Marking development dependencies is supported in the following ecosystems as of the date of this post:
Language | Ecosystem | Dependency Scope |
---|---|---|
Ruby | RubyGems | ✅ |
JavaScript | npm | ✅ |
JavaScript | Yarn | No, defaults to runtime |
PHP | Composer | ✅ |
Go | Go modules | No, defaults to runtime |
Java | Maven | ✅ test maps to development, all else default to runtime |
Python | Poetry | ✅ |
Python | pip | ✅ for pipfile , for requirements.txt scope is development if the filename contains “test” or “dev”, else it is runtime |
.NET | NuGet | ✅ only for .nuspec when tag != runtime; for all other cases defaults to runtime |
Rust | Cargo | ✅ |
5. Manage low-risk alerts with bulk triage
In addition to information about the dependency (for example, dependency scope, manifest, package name), Dependabot alerts also include information about the type of vulnerability, like CVSS severity. This information is not only indicated with the alert, but also available as filters.
Filters are useful as they can be combined to help you quickly identify low risk or false positive alerts and dismiss them in bulk. Keep in mind that ignoring alerts carries risk.
BONUS: Feeling overwhelmed? Some final tips.
It’s easy to get overwhelmed by the number of vulnerable dependencies in your project. It can help to start with the quick wins.

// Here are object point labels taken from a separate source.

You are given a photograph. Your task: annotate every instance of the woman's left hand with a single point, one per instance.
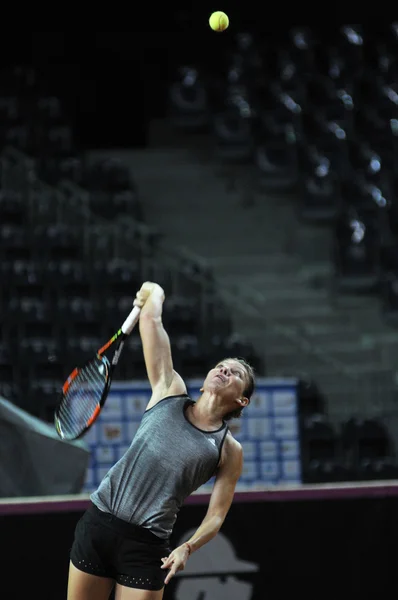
(176, 561)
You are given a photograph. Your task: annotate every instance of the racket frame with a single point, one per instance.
(119, 337)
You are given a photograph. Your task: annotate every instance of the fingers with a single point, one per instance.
(167, 562)
(170, 574)
(140, 299)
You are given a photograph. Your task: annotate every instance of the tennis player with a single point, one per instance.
(122, 540)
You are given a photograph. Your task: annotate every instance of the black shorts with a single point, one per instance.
(107, 546)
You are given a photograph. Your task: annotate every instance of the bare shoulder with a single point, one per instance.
(232, 452)
(160, 391)
(177, 386)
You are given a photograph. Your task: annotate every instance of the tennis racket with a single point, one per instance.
(85, 391)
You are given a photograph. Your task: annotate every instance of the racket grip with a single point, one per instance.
(131, 320)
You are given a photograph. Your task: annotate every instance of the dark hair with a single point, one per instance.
(247, 392)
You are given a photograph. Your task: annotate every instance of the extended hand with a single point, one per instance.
(176, 561)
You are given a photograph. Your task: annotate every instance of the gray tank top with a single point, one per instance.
(168, 459)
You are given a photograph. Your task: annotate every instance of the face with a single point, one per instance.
(228, 378)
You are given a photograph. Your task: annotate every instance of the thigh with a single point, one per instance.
(94, 548)
(126, 593)
(139, 566)
(84, 586)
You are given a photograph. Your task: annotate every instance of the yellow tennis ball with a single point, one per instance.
(219, 21)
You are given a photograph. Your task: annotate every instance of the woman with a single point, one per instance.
(123, 538)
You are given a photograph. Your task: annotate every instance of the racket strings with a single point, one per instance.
(83, 396)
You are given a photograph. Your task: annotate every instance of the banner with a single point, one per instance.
(268, 431)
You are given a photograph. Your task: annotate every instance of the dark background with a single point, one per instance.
(112, 84)
(317, 549)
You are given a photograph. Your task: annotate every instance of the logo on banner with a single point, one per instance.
(212, 573)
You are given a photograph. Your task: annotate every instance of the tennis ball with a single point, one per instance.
(218, 21)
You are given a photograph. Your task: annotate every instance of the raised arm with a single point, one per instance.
(156, 344)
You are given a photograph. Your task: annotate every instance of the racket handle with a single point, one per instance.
(131, 321)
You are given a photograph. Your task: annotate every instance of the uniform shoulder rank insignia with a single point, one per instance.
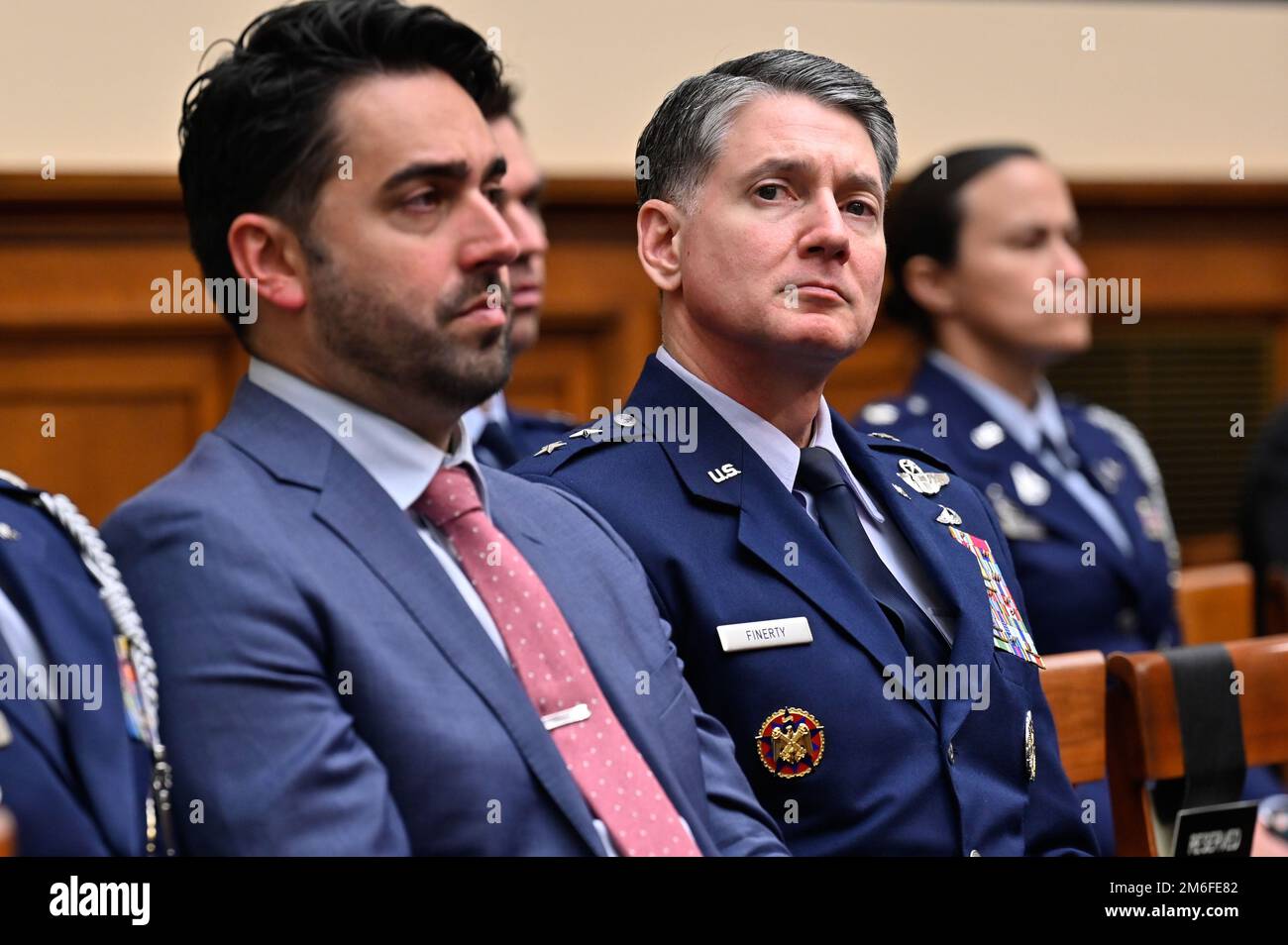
(790, 743)
(1030, 747)
(987, 434)
(1009, 630)
(880, 413)
(925, 483)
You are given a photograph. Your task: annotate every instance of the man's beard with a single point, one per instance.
(385, 342)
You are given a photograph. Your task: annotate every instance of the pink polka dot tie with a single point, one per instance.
(613, 777)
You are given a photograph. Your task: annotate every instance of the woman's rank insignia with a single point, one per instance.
(791, 743)
(925, 483)
(1009, 630)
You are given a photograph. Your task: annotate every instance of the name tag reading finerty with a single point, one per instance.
(555, 720)
(761, 634)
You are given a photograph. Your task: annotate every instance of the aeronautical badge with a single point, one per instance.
(925, 483)
(1150, 519)
(1030, 747)
(1009, 630)
(791, 743)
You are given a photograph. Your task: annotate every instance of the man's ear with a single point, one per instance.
(928, 283)
(657, 228)
(267, 250)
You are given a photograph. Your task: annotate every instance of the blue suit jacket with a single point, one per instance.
(77, 788)
(722, 553)
(1125, 602)
(326, 689)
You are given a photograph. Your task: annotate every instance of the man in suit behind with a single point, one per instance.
(815, 578)
(372, 644)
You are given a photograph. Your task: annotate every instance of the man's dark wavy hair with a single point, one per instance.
(258, 134)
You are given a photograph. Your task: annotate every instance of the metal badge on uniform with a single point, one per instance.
(1150, 519)
(1030, 747)
(1109, 473)
(790, 743)
(550, 447)
(925, 483)
(134, 721)
(987, 434)
(880, 413)
(1009, 630)
(1030, 486)
(1017, 524)
(758, 635)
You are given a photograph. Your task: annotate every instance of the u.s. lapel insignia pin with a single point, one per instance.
(1030, 747)
(790, 743)
(925, 483)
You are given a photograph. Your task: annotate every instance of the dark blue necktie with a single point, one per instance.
(820, 476)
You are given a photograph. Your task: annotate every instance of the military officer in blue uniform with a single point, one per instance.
(844, 602)
(501, 434)
(80, 765)
(1074, 486)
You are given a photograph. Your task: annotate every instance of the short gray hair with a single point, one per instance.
(686, 134)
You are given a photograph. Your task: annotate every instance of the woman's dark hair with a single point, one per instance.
(257, 133)
(925, 219)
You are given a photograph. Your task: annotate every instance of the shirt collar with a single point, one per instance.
(767, 441)
(402, 463)
(1024, 425)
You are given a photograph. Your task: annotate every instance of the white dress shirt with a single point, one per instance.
(784, 459)
(1026, 428)
(402, 463)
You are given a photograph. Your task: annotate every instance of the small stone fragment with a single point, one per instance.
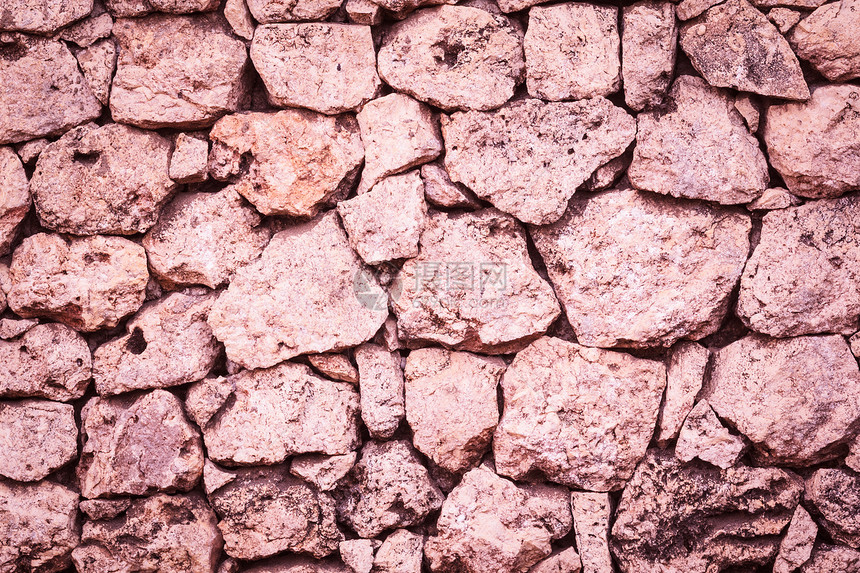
(814, 248)
(264, 416)
(329, 68)
(298, 159)
(698, 147)
(44, 92)
(685, 372)
(454, 57)
(138, 445)
(796, 546)
(451, 405)
(572, 51)
(111, 179)
(164, 533)
(386, 222)
(814, 144)
(388, 488)
(793, 397)
(88, 283)
(489, 523)
(189, 73)
(38, 436)
(733, 45)
(336, 314)
(529, 157)
(639, 270)
(496, 302)
(203, 238)
(265, 511)
(39, 527)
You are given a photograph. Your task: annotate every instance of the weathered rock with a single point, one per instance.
(265, 511)
(111, 179)
(203, 238)
(454, 57)
(640, 270)
(138, 445)
(386, 222)
(14, 197)
(472, 286)
(388, 488)
(796, 546)
(733, 45)
(451, 405)
(828, 39)
(835, 498)
(698, 147)
(398, 133)
(793, 398)
(165, 533)
(695, 517)
(39, 527)
(334, 315)
(813, 144)
(529, 157)
(322, 471)
(43, 91)
(582, 417)
(189, 72)
(88, 283)
(572, 51)
(329, 68)
(299, 159)
(649, 45)
(38, 437)
(264, 416)
(489, 523)
(802, 277)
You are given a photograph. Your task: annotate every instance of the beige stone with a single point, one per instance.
(88, 283)
(188, 72)
(454, 57)
(529, 157)
(329, 68)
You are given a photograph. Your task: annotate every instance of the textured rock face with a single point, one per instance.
(388, 488)
(43, 91)
(168, 533)
(203, 238)
(529, 157)
(580, 416)
(691, 517)
(39, 526)
(265, 511)
(813, 144)
(177, 71)
(698, 148)
(111, 179)
(649, 44)
(264, 416)
(489, 523)
(329, 68)
(88, 283)
(472, 286)
(451, 405)
(733, 45)
(454, 57)
(299, 159)
(572, 51)
(815, 248)
(793, 398)
(638, 270)
(248, 319)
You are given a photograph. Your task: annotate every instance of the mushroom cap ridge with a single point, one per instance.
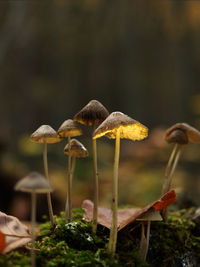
(92, 114)
(69, 128)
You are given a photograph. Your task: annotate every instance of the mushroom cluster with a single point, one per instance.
(116, 126)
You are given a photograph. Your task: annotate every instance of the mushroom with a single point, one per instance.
(46, 134)
(93, 114)
(118, 125)
(69, 128)
(179, 135)
(76, 150)
(34, 183)
(149, 216)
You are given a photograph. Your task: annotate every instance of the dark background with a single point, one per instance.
(138, 57)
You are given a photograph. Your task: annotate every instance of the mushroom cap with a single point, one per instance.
(45, 133)
(128, 127)
(77, 149)
(177, 136)
(34, 182)
(192, 133)
(151, 215)
(69, 128)
(92, 114)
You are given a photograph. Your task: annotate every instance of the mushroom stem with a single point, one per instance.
(33, 222)
(68, 206)
(72, 169)
(168, 167)
(113, 230)
(47, 177)
(168, 182)
(147, 239)
(96, 186)
(143, 242)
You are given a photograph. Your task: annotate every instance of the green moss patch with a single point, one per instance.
(175, 243)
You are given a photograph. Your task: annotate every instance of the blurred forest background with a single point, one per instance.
(138, 57)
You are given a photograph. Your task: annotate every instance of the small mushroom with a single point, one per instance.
(77, 150)
(148, 217)
(46, 134)
(179, 135)
(69, 129)
(34, 183)
(93, 114)
(116, 126)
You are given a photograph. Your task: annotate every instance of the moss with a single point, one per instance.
(74, 244)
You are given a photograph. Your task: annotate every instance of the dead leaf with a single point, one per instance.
(17, 234)
(126, 216)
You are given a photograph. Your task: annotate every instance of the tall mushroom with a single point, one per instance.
(179, 135)
(148, 217)
(46, 134)
(92, 114)
(116, 126)
(69, 129)
(34, 183)
(76, 150)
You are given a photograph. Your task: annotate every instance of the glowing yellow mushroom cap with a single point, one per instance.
(69, 128)
(45, 133)
(128, 127)
(93, 113)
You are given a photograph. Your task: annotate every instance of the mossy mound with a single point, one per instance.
(176, 243)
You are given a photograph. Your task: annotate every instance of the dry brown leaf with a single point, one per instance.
(126, 216)
(17, 234)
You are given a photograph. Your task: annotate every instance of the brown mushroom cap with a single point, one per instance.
(177, 136)
(92, 114)
(129, 128)
(45, 133)
(69, 128)
(34, 183)
(76, 149)
(192, 133)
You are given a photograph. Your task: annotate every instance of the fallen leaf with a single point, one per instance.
(17, 234)
(126, 216)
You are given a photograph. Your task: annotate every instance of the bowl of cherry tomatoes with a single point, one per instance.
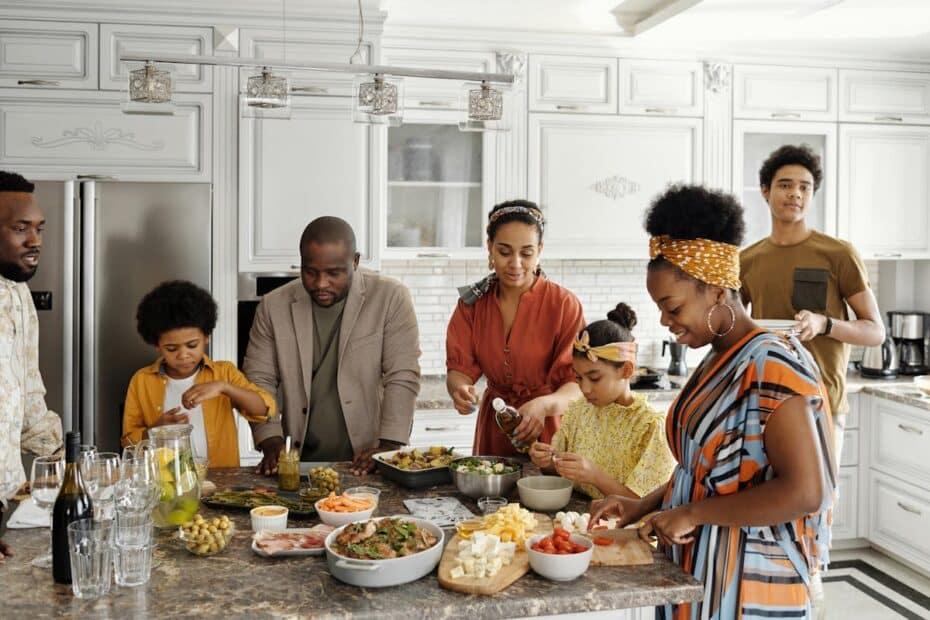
(560, 556)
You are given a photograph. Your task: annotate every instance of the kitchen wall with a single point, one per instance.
(599, 284)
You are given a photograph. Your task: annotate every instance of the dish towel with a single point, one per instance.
(27, 515)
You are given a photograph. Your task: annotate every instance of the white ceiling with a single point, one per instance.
(890, 29)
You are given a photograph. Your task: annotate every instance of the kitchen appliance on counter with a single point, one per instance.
(106, 244)
(908, 329)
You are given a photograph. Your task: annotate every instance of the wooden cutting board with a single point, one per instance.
(488, 585)
(627, 549)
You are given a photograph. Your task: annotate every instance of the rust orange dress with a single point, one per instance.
(534, 360)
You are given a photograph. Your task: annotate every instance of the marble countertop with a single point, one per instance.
(238, 583)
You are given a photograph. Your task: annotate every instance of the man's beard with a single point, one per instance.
(16, 273)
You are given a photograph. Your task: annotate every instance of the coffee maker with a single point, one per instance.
(907, 330)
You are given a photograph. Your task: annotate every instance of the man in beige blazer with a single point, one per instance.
(340, 348)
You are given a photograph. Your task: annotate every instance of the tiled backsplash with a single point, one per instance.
(599, 284)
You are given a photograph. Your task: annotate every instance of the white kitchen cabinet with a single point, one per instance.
(897, 97)
(45, 54)
(434, 94)
(899, 519)
(317, 163)
(304, 47)
(661, 88)
(784, 93)
(443, 427)
(595, 175)
(581, 84)
(753, 142)
(884, 188)
(85, 132)
(118, 39)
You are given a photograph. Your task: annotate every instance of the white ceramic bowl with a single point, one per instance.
(560, 567)
(545, 493)
(341, 518)
(269, 518)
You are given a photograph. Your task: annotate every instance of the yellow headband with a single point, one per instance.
(613, 351)
(713, 262)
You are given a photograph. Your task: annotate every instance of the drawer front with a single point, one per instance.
(48, 54)
(117, 39)
(661, 88)
(900, 440)
(87, 133)
(845, 513)
(573, 84)
(787, 93)
(900, 518)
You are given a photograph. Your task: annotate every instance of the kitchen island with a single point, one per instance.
(238, 583)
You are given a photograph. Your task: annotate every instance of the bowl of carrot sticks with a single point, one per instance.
(338, 510)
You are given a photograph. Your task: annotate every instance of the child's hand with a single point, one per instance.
(541, 455)
(202, 392)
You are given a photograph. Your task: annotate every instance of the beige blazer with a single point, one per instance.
(378, 374)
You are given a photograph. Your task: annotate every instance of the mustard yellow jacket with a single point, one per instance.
(146, 396)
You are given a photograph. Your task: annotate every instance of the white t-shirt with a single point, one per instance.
(173, 392)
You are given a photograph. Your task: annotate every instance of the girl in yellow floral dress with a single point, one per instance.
(611, 442)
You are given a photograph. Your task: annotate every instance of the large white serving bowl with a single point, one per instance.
(560, 567)
(384, 573)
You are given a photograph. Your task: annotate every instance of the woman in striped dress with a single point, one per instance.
(746, 511)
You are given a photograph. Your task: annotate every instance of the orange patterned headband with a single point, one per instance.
(713, 262)
(613, 351)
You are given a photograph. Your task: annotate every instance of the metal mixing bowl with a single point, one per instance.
(476, 485)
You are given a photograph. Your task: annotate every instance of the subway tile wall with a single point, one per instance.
(599, 284)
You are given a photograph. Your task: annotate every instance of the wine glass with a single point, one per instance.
(46, 479)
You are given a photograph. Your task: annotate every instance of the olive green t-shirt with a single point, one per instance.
(327, 438)
(818, 274)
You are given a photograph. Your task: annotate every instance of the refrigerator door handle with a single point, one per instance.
(88, 336)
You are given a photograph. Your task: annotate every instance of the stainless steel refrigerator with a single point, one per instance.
(105, 245)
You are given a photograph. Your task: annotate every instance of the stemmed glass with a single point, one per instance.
(46, 479)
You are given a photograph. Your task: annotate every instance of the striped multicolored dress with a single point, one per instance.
(716, 429)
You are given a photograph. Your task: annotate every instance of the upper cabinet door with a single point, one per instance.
(48, 54)
(573, 84)
(885, 190)
(431, 94)
(290, 172)
(661, 88)
(885, 97)
(786, 93)
(302, 47)
(595, 176)
(118, 39)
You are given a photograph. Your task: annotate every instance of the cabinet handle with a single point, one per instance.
(910, 429)
(38, 83)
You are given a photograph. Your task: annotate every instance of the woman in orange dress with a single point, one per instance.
(516, 328)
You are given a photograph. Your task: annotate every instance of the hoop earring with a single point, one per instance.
(710, 314)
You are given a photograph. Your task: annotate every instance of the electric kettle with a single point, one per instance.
(880, 362)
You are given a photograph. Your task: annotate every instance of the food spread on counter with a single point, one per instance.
(383, 539)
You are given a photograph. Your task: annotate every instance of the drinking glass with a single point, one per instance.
(90, 547)
(46, 479)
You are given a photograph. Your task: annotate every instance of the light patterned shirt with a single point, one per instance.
(627, 442)
(25, 421)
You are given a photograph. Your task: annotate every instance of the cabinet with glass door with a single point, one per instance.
(439, 187)
(753, 141)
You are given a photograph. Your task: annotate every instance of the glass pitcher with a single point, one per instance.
(180, 486)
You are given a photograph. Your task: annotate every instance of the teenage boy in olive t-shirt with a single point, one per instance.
(801, 274)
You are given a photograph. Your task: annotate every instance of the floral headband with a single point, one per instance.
(612, 351)
(713, 262)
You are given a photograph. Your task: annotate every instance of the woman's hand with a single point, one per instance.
(541, 455)
(576, 468)
(465, 399)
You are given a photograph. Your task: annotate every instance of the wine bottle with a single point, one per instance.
(73, 503)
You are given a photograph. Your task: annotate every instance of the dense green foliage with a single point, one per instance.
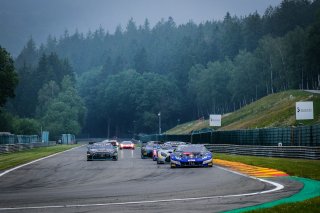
(185, 72)
(8, 77)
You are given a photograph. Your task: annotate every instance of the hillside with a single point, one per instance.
(276, 110)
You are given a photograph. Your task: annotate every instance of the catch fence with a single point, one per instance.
(295, 142)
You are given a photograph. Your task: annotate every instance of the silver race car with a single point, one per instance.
(102, 151)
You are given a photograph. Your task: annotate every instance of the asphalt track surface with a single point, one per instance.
(68, 183)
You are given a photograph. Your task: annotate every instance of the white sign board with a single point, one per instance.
(304, 110)
(215, 120)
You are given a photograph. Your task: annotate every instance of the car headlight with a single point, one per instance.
(207, 156)
(163, 154)
(178, 157)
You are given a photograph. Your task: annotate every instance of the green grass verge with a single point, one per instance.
(10, 160)
(311, 205)
(275, 110)
(293, 167)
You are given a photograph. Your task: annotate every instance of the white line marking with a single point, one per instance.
(277, 188)
(18, 167)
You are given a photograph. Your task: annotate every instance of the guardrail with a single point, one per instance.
(7, 148)
(268, 151)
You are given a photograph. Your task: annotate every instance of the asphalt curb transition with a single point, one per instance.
(311, 188)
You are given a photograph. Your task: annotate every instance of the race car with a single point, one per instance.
(126, 145)
(173, 144)
(114, 143)
(101, 151)
(163, 154)
(191, 156)
(147, 149)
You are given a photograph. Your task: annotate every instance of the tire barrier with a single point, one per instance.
(8, 148)
(268, 151)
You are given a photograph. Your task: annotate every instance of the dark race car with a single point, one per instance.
(101, 151)
(126, 145)
(148, 149)
(173, 144)
(191, 156)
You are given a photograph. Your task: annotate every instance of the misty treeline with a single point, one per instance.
(186, 72)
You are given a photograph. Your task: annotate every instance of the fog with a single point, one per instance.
(21, 19)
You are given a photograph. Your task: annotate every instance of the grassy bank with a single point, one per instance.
(275, 110)
(17, 158)
(293, 167)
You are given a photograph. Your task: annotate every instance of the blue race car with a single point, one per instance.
(191, 156)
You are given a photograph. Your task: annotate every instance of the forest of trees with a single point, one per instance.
(116, 84)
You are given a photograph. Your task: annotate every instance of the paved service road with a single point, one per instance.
(68, 183)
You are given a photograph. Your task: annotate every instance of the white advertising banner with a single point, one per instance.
(215, 120)
(304, 110)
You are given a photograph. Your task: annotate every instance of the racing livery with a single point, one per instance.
(101, 151)
(148, 149)
(191, 156)
(163, 154)
(126, 145)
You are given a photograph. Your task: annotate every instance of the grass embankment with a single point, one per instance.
(276, 110)
(10, 160)
(294, 167)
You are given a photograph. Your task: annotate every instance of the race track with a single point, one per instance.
(68, 183)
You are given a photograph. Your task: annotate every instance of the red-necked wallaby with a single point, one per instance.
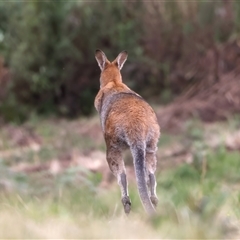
(127, 121)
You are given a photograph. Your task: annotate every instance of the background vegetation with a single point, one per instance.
(48, 48)
(183, 58)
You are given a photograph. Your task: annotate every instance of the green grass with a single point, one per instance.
(198, 200)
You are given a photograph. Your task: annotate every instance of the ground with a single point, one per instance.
(55, 183)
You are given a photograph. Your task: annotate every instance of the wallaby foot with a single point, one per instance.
(126, 204)
(154, 200)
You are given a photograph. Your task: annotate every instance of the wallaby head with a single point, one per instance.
(127, 121)
(110, 70)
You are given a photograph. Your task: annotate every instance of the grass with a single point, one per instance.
(197, 200)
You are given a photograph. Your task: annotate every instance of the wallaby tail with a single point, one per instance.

Some dependency upgrades resolve many vulnerabilities at once–it can feel great to start with those upgrades and make a lot of impact at once. In the details page for an alert, you can see a number of alerts “linked” (would be resolved) with that singular package version upgrade. If you choose to manually generate a pull request to upgrade this vulnerability, these pull requests will also be indicated in the alert list view, which makes it easy to quickly visually parse the list and get a sense for those potentially quick wins.
As a final note, if you don’t want to manually generate Dependabot pull requests from the alert details page, you can enable Dependabot security updates from your project’s settings to automatically open these pull requests for you and further save you the additional effort!
Those are the five tips for prioritizing across your Dependabot alerts (and a bonus!). Hope these insights save you time–and, of course, help you keep your projects more secure.